I am looking to conduct face-to-face interviews with men – of any sexual orientation with experience of sex and relationships – born between 1950 and 1975 for my PhD research on men’s decision-making around contraception and sexual health at University of Birmingham. This project, funded by the Birmingham Research Institute for History and Cultures (BRIHC) will enrich understanding of a previously un-researched area of the modern British past, especially regards the period on which this project focuses, between 1967 and 1997 during the supposed ‘sexual revolution’.
Historians who have already written on contraception and intimate life in the second half of the twentieth century assume that women claimed control of contraceptive decision-making in a remarkable shift; the result of a long struggle to gain power over their fertility, aided by the arrival of the contraceptive pill. It is likely this narrative has been vastly over-stated, however it has been seldom critiqued and alternatives have scarcely been explored which provide men’s role in and their experiences of this apparent shift. As well as understanding the changing nature of contraceptive practice, I am also interested in how individuals negotiated the rise of ‘safer sex’ in this period and the general impact this initiative had on ‘real life’ sexual practice and on intimate relationships.
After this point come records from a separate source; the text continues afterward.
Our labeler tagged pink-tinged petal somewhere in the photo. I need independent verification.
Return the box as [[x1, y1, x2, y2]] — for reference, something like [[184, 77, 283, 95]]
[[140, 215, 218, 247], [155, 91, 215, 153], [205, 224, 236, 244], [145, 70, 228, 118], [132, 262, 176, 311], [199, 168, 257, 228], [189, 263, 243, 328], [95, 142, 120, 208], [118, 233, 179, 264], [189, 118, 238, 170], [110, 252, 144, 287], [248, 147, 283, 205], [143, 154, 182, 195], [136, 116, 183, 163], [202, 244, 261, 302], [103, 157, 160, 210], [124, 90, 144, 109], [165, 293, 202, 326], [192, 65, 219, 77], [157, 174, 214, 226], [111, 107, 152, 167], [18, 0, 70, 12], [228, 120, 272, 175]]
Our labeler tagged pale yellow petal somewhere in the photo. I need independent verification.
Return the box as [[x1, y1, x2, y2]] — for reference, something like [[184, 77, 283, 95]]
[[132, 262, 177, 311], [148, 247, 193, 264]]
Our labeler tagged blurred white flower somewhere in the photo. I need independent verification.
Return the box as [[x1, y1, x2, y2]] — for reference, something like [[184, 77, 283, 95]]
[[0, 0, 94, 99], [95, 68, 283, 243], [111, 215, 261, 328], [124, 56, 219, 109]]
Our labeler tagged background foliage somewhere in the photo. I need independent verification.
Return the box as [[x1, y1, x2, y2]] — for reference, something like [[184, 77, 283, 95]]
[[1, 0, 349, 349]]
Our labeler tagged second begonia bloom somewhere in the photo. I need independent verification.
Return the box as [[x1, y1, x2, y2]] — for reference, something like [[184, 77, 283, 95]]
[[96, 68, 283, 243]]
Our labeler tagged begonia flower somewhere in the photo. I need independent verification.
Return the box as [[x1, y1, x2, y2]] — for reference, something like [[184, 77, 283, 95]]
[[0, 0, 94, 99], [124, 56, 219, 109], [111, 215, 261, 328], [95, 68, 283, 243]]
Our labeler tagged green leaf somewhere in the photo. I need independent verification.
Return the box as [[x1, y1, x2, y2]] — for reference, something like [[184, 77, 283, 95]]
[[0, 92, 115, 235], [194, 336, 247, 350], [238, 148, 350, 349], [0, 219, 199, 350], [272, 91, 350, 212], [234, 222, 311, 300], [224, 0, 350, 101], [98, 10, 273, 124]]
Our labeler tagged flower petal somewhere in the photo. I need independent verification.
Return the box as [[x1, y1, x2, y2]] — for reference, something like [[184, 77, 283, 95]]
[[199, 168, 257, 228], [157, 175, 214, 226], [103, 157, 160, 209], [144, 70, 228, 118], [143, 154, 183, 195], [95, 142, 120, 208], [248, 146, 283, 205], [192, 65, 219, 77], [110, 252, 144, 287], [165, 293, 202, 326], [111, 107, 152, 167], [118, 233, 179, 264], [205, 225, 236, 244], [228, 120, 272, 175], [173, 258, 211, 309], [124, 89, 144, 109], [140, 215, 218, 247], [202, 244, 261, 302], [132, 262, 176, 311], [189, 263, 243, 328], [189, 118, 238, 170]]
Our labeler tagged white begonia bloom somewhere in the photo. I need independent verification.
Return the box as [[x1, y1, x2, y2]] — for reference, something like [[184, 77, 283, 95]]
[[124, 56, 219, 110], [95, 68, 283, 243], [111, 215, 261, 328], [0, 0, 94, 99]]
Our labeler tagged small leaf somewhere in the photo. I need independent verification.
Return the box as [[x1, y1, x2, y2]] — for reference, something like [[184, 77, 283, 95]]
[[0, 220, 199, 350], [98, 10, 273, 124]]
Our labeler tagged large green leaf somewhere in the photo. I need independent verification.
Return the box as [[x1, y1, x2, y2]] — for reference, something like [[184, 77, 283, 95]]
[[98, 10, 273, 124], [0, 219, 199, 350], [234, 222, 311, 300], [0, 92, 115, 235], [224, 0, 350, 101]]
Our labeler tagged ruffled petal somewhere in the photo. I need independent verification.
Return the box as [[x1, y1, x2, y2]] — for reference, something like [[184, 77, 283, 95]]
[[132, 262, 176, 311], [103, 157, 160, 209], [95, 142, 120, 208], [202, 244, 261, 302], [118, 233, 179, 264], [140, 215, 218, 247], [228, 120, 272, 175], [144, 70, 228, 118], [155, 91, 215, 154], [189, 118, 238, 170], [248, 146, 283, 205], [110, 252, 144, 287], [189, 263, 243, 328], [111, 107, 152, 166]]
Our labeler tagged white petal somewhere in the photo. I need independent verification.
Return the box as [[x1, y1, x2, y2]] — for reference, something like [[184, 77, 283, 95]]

By providing your personal testimony, you will allow for individual, personal perspectives on this history to be told and made visible in the historical record. Oral testimony of this kind also makes possible a more nuanced history of intimate life in this period. As well as capturing previously untold experience, your testimony will create the possibility of understanding how people’s experiences are remembered and the external influences at a particular moment in the past and since then that have affected remembering and retelling. All testimony will be treated as confidential and anonymity will be ensured, unless you, as the participant desires to remain identifiable.